Wie er viel später dem Playboy erzählte, wurde er erst mit zwanzig von einer frisch geschiedenen Nachbarin entjungfert, die ihn, den technisch eher unbegabten jungen Mann, mit den Worten »Mein Plattenspieler ist kaputt, kannst du mal gucken?« zuerst in ihre Wohnung ent- und dann in die körperliche Liebe einführte: Wir reden hier von einer Zeit, in der wir absolut unterversorgt mit Informationen zum Thema Sexualität waren. Es wäre eine Katastrophe gewesen, wenn ich das erste Mal mit einem genauso unerfahrenen Mädchen rumgestochert hätte. Dass sie geschieden war, bedeutete, dass wenigstens einer eine Ahnung hatte.
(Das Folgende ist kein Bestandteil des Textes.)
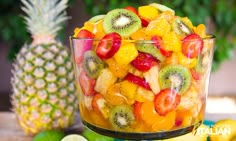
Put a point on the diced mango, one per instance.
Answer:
(148, 12)
(128, 89)
(126, 54)
(158, 27)
(172, 42)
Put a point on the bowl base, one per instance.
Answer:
(142, 136)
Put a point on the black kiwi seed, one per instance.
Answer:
(92, 64)
(121, 21)
(121, 117)
(176, 77)
(181, 28)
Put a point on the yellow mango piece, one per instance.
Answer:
(148, 12)
(185, 61)
(172, 42)
(128, 89)
(126, 54)
(158, 27)
(117, 70)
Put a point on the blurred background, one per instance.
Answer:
(218, 15)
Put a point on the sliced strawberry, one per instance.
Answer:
(144, 22)
(166, 101)
(192, 45)
(85, 34)
(195, 75)
(109, 45)
(137, 110)
(137, 80)
(87, 84)
(158, 43)
(132, 9)
(144, 62)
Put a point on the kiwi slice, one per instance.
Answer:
(92, 64)
(176, 77)
(149, 48)
(96, 18)
(121, 117)
(121, 21)
(180, 27)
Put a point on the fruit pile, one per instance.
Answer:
(142, 70)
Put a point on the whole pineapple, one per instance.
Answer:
(44, 94)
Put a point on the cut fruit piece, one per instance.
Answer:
(175, 77)
(137, 80)
(121, 117)
(87, 84)
(144, 62)
(104, 81)
(162, 8)
(122, 21)
(148, 12)
(180, 27)
(126, 54)
(85, 34)
(74, 137)
(192, 45)
(108, 46)
(151, 77)
(166, 101)
(92, 64)
(96, 18)
(149, 48)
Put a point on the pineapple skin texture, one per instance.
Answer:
(44, 94)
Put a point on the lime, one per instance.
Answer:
(74, 137)
(92, 136)
(49, 135)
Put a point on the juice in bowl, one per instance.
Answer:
(142, 74)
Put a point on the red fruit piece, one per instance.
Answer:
(85, 34)
(132, 9)
(109, 45)
(195, 74)
(87, 84)
(166, 101)
(158, 43)
(192, 45)
(143, 61)
(137, 80)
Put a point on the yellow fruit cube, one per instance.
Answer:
(172, 42)
(126, 54)
(148, 12)
(158, 27)
(116, 69)
(128, 89)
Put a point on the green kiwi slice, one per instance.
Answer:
(121, 21)
(149, 48)
(176, 77)
(92, 64)
(180, 27)
(121, 117)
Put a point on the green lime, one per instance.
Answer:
(92, 136)
(49, 135)
(74, 137)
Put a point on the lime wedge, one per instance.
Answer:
(74, 137)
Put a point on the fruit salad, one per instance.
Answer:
(142, 70)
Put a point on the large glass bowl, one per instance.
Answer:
(112, 101)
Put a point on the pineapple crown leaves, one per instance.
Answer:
(44, 17)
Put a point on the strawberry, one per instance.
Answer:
(192, 45)
(109, 45)
(144, 62)
(137, 80)
(166, 101)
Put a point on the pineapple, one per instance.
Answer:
(44, 95)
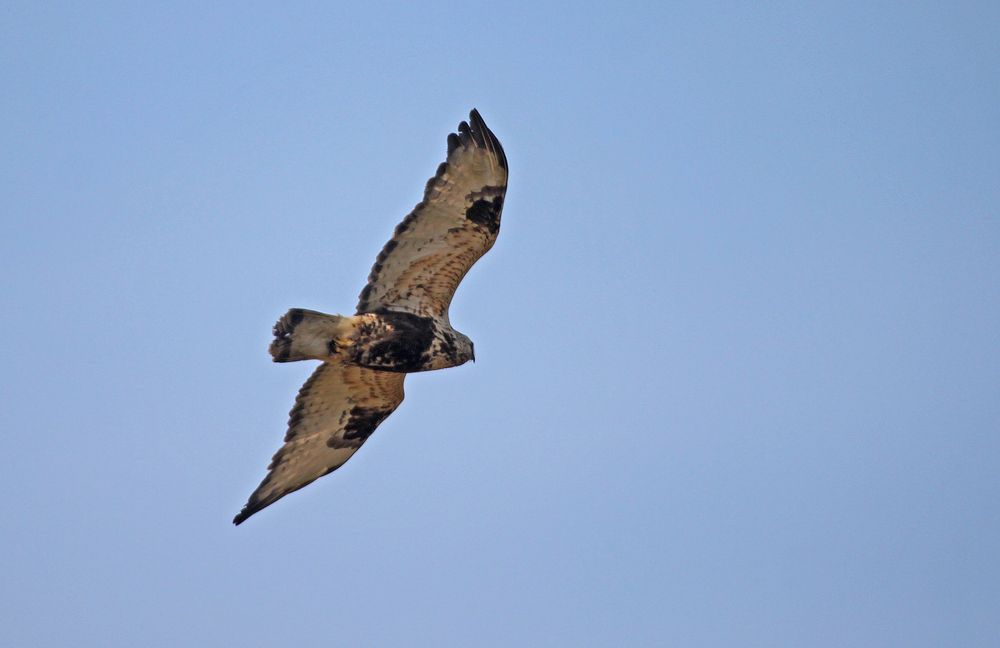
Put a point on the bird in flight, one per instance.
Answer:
(401, 325)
Später hatte er es dann übrigens leichter bei den Frauen:

Als ich von der Bundeswehr kam, habe ich 68 Kilo gewogen. Ich war ein Sonderangebotspaket aus Stahl mit Haut bespannt!
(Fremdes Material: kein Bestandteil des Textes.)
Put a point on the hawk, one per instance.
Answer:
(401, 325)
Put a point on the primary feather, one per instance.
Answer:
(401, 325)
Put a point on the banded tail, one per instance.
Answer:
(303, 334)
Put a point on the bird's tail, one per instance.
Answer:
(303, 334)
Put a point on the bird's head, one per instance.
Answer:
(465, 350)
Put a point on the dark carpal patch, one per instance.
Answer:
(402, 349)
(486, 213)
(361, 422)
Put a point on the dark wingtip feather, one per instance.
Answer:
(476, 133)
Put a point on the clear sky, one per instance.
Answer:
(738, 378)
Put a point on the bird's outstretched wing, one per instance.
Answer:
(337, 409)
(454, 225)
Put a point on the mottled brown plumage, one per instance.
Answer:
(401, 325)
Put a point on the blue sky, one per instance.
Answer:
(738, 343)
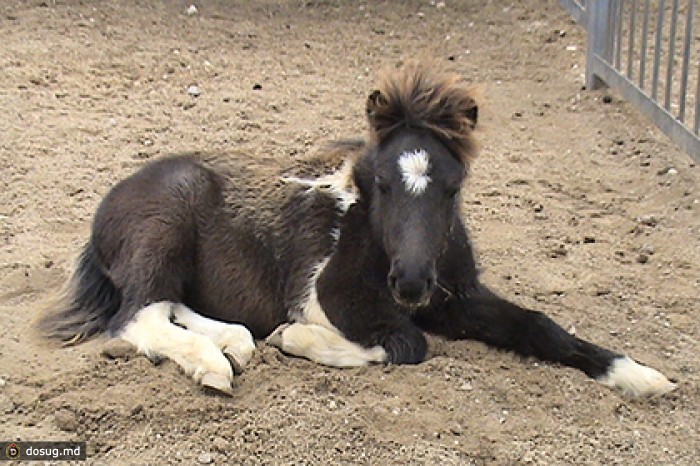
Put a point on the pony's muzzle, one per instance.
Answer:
(411, 286)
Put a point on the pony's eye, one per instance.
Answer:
(382, 185)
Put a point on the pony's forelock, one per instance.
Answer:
(418, 96)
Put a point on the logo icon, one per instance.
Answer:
(12, 451)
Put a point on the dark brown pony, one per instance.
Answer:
(345, 259)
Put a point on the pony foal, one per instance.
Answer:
(345, 259)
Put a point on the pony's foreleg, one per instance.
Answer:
(504, 325)
(324, 346)
(234, 340)
(154, 335)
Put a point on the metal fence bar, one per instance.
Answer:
(618, 35)
(662, 117)
(657, 50)
(645, 33)
(605, 21)
(630, 51)
(671, 55)
(696, 127)
(597, 33)
(686, 61)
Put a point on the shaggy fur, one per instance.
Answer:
(421, 98)
(357, 265)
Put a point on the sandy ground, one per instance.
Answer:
(577, 205)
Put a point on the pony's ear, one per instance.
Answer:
(471, 112)
(374, 101)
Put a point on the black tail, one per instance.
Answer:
(85, 307)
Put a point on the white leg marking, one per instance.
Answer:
(414, 166)
(324, 346)
(311, 310)
(636, 379)
(233, 339)
(152, 333)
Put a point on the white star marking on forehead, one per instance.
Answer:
(414, 166)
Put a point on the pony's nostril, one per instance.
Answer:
(393, 282)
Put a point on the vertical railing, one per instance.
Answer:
(620, 42)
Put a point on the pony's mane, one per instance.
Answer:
(417, 96)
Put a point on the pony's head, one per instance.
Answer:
(421, 125)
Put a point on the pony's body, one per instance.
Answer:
(345, 259)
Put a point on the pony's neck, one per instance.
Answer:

Womit wir bei der Frage wären, was einmal aus dem Jungen werden sollte. Die erste Antwort hieß damals grundsätzlich: Bundeswehr. Es herrschte Wehrpflicht, und auch die Wehrdienstverweigerer mussten den Grundwehrdienst in der Kaserne ableisten – nur eben ohne Ausbildung an der Waffe. Ihnen fühlte Hans-Jürgen sich damals aber (noch) nicht nahe. Man könnte meinen, dass auf ihn sogar das glatte Gegenteil zutraf, denn er beließ es nicht beim normalen, damals achtzehnmonatigen Wehrdienst, sondern verpflichtete sich 1966, nach dem Abitur, für drei Jahre als Zeitsoldat. Dieser Entscheidung lag allerdings keine patriotisch-militaristische Gesinnung zugrunde, sondern eine Fehlinformation. Der Standortälteste in Aachen, selbstverständlich auch er Stammgast des Vaters, hatte ihn gefragt, was er denn mal werden wolle. Auf die Antwort »Journalist« empfahl er ihm, sich für zwei oder besser noch drei Jahre zu verpflichten, weil er sich dann zum Rundfunk­bataillon in Andernach versetzen lassen könne, dessen Offi­zierskorps fast ausschließlich aus gelernten Journalisten bestand. Da könne er eine Ausbildung machen. Erst während seiner Dienstzeit begriff Hans-Jürgen, dass der Mann sich entweder geirrt oder ihn reingelegt hatte – die Versetzungsmöglichkeit nach Andernach gab es nur für Berufssoldaten.

Aber nun war er drin in der Mühle. Und die Aussicht, mit dem mehr als ausreichenden Sold und der Abfindung von 10000 D-Mark nach Ablauf der drei Jahre ein gutes Polster für das Studium beisammenzuhaben, ließ ihn bei der Stange bleiben. Hier äußerte sich bereits eine Eigenschaft, die Jürgen von der Lippes ganzes Leben begleitet: Was er einmal beginnt, zieht er auch durch, und er will es gut machen.